Drawbacks include: Extreme fire hazard with any significant amounts of air (oxygen) and spontaneous combustion with water, rendering sodium leaks and flooding dangerous. This was the case at the Monju Nuclear Power Plant in a 1995 accident and fire. Reactions with water produce hydrogen which can be explosive. Sodium activation product (isotope) 24Na releases dangerous energetic photons when it decays (however it has a very short half-life of 15 hours). Reactor design keeps 24Na in the reactor pool and carries away heat for power production using a secondary sodium loop, adding costs to construction and maintenance.

History

Research on the reactor began in 1984 at Argonne National Laboratory in Argonne, Illinois. Argonne is a part of the U.S. Department of Energy's national laboratory system, and is operated on a contract by the University of Chicago

Argonne previously had a branch campus named "Argonne West" in Idaho Falls, Idaho that is now part of the Idaho National Laboratory. In the past, at the branch campus, physicists from Argonne had built what was known as the Experimental Breeder Reactor II (EBR II). In the mean time, physicists at Argonne had designed the IFR concept, and it was decided that the EBR II would be converted to an IFR. Charles Till, a Canadian physicist from Argonne, was the head of the IFR project, and Yoon Chang was the deputy head. Till was positioned in Idaho, while Chang was in Illinois.

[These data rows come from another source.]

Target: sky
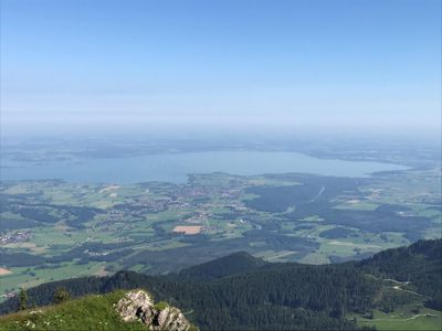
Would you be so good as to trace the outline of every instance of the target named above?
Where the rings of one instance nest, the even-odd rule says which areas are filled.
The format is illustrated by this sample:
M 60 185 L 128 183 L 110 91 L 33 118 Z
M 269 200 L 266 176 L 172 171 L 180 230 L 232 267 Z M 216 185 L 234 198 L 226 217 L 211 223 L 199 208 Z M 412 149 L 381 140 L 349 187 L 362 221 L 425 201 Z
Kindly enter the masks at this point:
M 441 130 L 439 0 L 1 0 L 1 129 Z

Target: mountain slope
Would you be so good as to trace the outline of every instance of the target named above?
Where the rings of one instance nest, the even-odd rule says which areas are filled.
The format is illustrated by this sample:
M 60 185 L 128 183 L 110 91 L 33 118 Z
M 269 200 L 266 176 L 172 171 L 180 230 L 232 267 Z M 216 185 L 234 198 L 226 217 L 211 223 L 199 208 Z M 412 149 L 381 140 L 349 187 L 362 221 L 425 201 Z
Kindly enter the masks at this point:
M 239 252 L 183 269 L 178 274 L 171 274 L 168 278 L 179 281 L 211 281 L 227 276 L 250 273 L 265 265 L 269 265 L 269 263 L 249 253 Z
M 143 313 L 141 313 L 143 312 Z M 154 305 L 143 290 L 90 295 L 60 305 L 0 318 L 1 330 L 152 330 L 197 331 L 166 302 Z
M 189 319 L 201 329 L 349 330 L 356 328 L 351 320 L 355 316 L 423 307 L 423 302 L 436 300 L 441 244 L 441 239 L 422 241 L 360 263 L 322 266 L 265 264 L 241 253 L 191 267 L 178 276 L 119 271 L 112 277 L 45 284 L 28 292 L 31 301 L 48 305 L 61 286 L 74 297 L 145 288 L 159 300 L 192 311 Z M 398 266 L 406 267 L 398 271 Z M 406 275 L 411 275 L 411 282 L 403 281 Z M 435 292 L 430 293 L 432 289 Z M 17 307 L 17 298 L 0 305 L 3 313 Z

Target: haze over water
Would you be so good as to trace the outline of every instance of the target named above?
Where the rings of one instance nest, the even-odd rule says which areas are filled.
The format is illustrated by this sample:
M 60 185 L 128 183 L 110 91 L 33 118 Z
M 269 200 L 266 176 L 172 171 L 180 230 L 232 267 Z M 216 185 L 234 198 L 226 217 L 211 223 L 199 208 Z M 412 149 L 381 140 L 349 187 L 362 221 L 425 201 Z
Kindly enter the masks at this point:
M 252 175 L 303 172 L 337 177 L 367 177 L 377 171 L 407 169 L 379 162 L 318 159 L 296 152 L 206 151 L 130 158 L 83 159 L 44 163 L 2 161 L 2 180 L 63 179 L 72 182 L 183 183 L 188 174 L 228 172 Z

With the election of President Bill Clinton in 1992, and the appointment of Hazel O'Leary as the Secretary of Energy, there was pressure from the top to cancel the IFR. Sen. John Kerry (D-MA) and O'Leary led the opposition to the reactor, arguing that it would be a threat to non-proliferation efforts, and that it was a continuation of the Clinch River Breeder Reactor Project that had been canceled by Congress.

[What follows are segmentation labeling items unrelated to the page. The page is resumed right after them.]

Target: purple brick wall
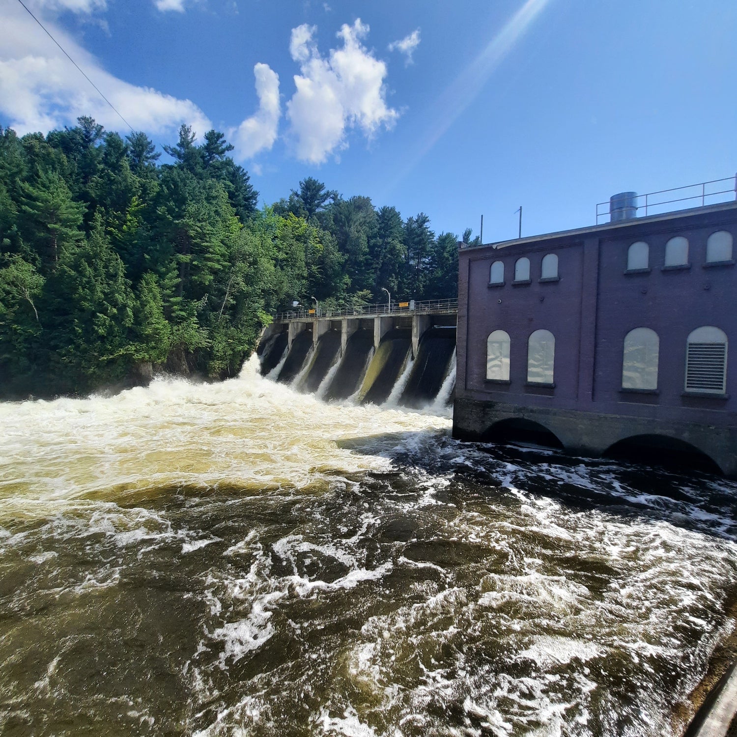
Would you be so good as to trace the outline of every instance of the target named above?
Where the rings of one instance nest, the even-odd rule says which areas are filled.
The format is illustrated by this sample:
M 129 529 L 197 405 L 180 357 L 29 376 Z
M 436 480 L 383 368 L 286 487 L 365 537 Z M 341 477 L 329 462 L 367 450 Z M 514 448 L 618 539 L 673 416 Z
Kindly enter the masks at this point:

Simultaneously, in 1994 Energy Secretary O'Leary awarded the lead IFR scientist with $10,000 and a gold medal, with the citation stating his work to develop IFR technology provided "improved safety, more efficient use of fuel and less radioactive waste."

IFR opponents also presented a report by the DOE's Office of Nuclear Safety regarding a former Argonne employee's allegations that Argonne had retaliated against him for raising concerns about safety, as well as about the quality of research done on the IFR program. The report received international attention, with a notable difference in the coverage it received from major scientific publications. The British journal Nature entitled its article "Report backs whistleblower", and also noted conflicts of interest on the part of a DOE panel that assessed IFR research. In contrast, the article that appeared in Science was entitled "Was Argonne Whistleblower Really Blowing Smoke?". Remarkably, that article did not disclose that the Director of Argonne National Laboratories, Alan Schriesheim, was a member of the Board of Directors of Science's parent organization, the American Association for the Advancement of Science.

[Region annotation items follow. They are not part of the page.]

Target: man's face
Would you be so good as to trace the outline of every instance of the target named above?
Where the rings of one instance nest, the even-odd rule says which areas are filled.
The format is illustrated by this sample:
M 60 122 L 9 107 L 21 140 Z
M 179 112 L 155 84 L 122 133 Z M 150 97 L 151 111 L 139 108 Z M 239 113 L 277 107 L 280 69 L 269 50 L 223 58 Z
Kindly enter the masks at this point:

Despite support for the reactor by then-Rep. Richard Durbin (D-IL) and U.S. Senators Carol Moseley Braun (D-IL) and Paul Simon (D-IL), funding for the reactor was slashed, and it was ultimately canceled in 1994 by S.Amdt. 2127 to H.R. 4506, at greater cost than finishing it. When this was brought to President Clinton's attention, he said "I know; it's a symbol." By this time Senator Kerry and the majority of democrats had switched to supporting the continuation of the program. The final count was to 52 to 46 to terminate the program, with 36 republicans and 16 democrats voting for its termination, while just 8 republicans and 38 democrats voted for its continuation.

In 2001, as part of the Generation IV roadmap, the DOE tasked a 242-person team of scientists from DOE, UC Berkeley, MIT, Stanford, ANL, LLNL, Toshiba, Westinghouse, Duke, EPRI, and other institutions to evaluate 19 of the best reactor designs on 27 different criteria. The IFR ranked #1 in their study which was released April 9, 2002.

At present there are no Integral Fast Reactors in commercial operation, however a very similar fast reactor, operated as a burner of plutonium stockpiles, the BN-800 reactor, became commercially operational in 2014.